Drôle d'histoire. Steve Bannon a surpris hier l'un des patrons du magazine progressiste The American Prospect, Robert Kuttner, en lui passant un coup de fil pour le féliciter d'un article qu'il venait de signer sur la Chine. Le conseiller principal et stratège de la Maison-Blanche en a profité pour épiloguer lui même sur le sujet. Je le cite :

«Selon moi, la guerre économique avec la Chine, c'est la question numéro 1. Nous devons nous concentrer sur cette question, de façon maniaque. Et si nous continuons à perdre cette guerre, nous sommes à cinq ans, dix ans au maximum, du point de non-retour. Nous sommes en guerre économique avec la Chine. Tout est d'ailleurs écrit chez eux, ils ne cherchent pas à cacher ce qu'ils font. L'un de nous sera en situation d'hégémonie d'ici 25 ou 30 ans, et ce sera la Chine si nous continuons sur cette voie. Sur la Corée du Nord, ils ne font que nous amadouer. Ce n'est qu'une diversion.»

Si Bannon s'était arrêté là, ses propos n'auraient probablement pas suscité un grand remous à Washington, et particulièrement à la Maison-Blanche.
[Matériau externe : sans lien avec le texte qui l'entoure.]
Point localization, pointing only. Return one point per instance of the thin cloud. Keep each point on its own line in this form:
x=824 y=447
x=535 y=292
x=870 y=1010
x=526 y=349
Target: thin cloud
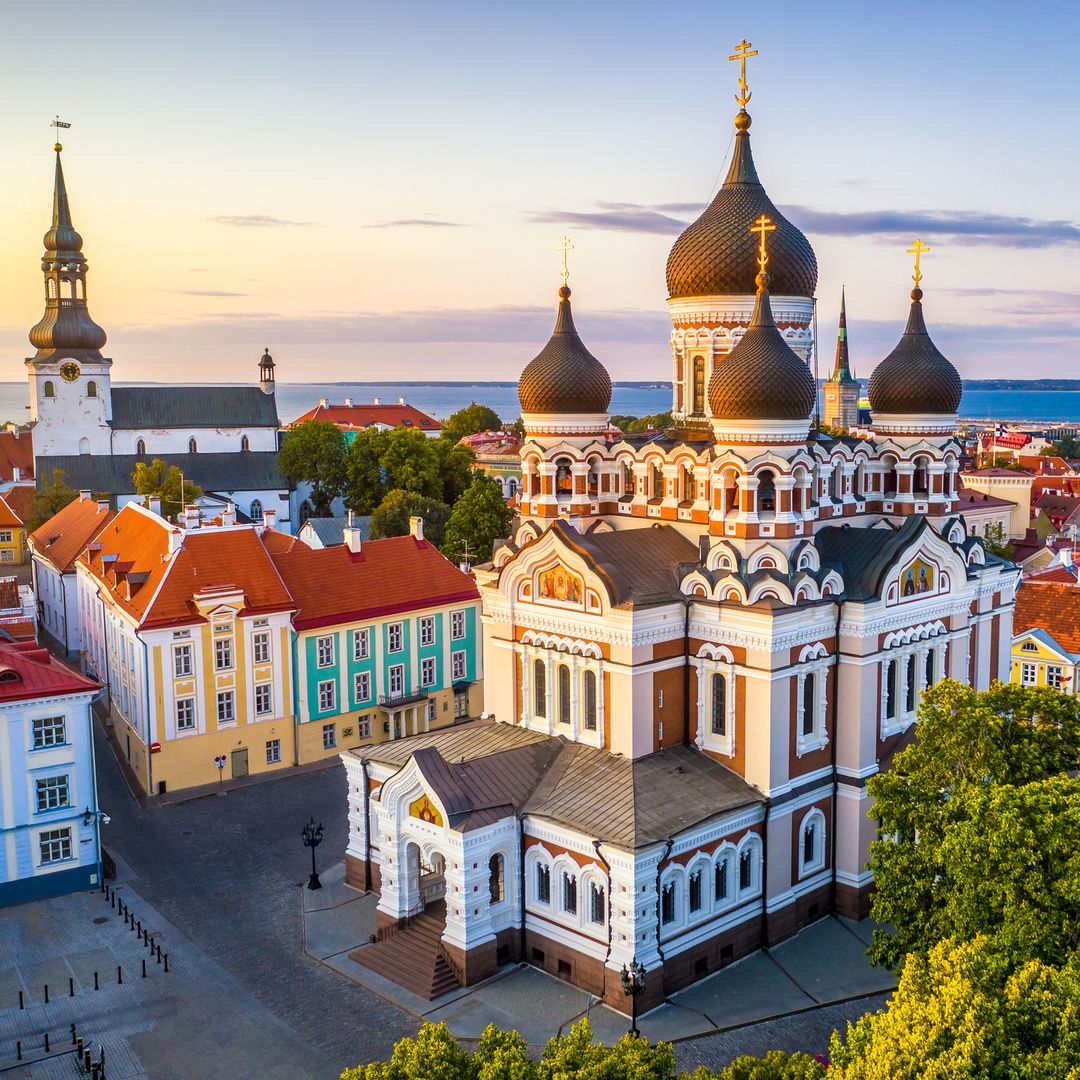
x=256 y=221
Or, le conseiller de Trump s'est permis en outre d'expliquer à Kuttner que les menaces de son patron concernant la Corée du Nord ne pouvaient pas être prises au sérieux. En fait, il a parlé comme s'il était lui-même le patron. Je le cite encore :

«Il n'y a pas de solution militaire, laissons tomber. Tant que quelqu'un n'aura pas résolu l'équation qui me démontrerait que dix millions de Sud-Coréens ne mourront pas dans les 30 minutes suivantes, tués par des armes conventionnelles, je ne vois pas de quoi on parle, il n'y a pas de solution militaire, ils nous tiennent.»
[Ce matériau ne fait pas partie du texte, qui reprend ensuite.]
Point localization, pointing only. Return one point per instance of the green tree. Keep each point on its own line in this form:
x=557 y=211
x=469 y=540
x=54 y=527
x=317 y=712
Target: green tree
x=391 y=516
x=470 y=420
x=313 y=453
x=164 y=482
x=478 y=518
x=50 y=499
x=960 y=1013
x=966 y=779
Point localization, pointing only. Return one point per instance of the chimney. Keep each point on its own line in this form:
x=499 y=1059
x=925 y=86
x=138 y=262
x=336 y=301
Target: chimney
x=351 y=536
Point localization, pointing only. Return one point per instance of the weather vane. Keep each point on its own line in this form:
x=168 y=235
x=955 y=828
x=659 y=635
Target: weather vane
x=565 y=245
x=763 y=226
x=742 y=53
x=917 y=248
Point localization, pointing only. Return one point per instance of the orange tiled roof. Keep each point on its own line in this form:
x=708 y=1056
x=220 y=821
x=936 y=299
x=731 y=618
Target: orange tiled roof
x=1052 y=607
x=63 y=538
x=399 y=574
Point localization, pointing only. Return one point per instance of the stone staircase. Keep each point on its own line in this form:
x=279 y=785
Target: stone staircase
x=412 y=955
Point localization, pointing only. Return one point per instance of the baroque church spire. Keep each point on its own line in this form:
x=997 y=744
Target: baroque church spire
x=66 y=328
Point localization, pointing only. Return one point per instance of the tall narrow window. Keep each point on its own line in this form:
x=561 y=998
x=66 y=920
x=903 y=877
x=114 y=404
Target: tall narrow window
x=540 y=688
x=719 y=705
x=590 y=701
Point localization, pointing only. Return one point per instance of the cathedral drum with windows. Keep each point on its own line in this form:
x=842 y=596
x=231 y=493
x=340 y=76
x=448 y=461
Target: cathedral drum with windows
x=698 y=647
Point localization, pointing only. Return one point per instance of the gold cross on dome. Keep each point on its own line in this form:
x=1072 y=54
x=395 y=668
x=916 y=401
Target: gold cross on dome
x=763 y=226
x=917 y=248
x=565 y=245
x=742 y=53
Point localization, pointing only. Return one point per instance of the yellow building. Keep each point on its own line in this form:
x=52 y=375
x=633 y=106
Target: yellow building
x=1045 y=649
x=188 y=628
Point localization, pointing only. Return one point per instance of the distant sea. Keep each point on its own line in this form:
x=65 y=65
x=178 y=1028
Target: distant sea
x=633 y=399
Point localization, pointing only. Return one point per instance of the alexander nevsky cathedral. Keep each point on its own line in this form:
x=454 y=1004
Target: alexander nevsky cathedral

Bannon a également évoqué ses différends avec Gary Cohn, ex-numéro 2 de Goldman Sachs et conseiller économique principal de la Maison-Blanche.

Et il s'est exprimé sur les violences raciales de Charlottesville, qualifiant de «clowns» les suprémacistes blancs qui s'y sont rassemblés le week-end dernier. «L'ethno-nationalisme, ce sont des perdants. Ils sont à la marge. Je pense que les médias leur donnent trop d'importance, et nous devons aider à les écraser, à les écraser encore plus. Ces gars, c'est juste une collection de clowns.»

L'ironie veut que Bannon ait contribué à l'émergence de ce mouvement ethno-nationaliste à la tête du site Breitbart.

Quoi qu'il en soit, Bannon a tenté hier soir de calmer l'émoi suscité par l'entrevue en affirmant qu'il ne savait pas que Kuttner le citerait dans un article, selon le site Axios.

La publication de l'article de Kuttner survient au moment où l'avenir de Bannon à la Maison-Blanche est incertain.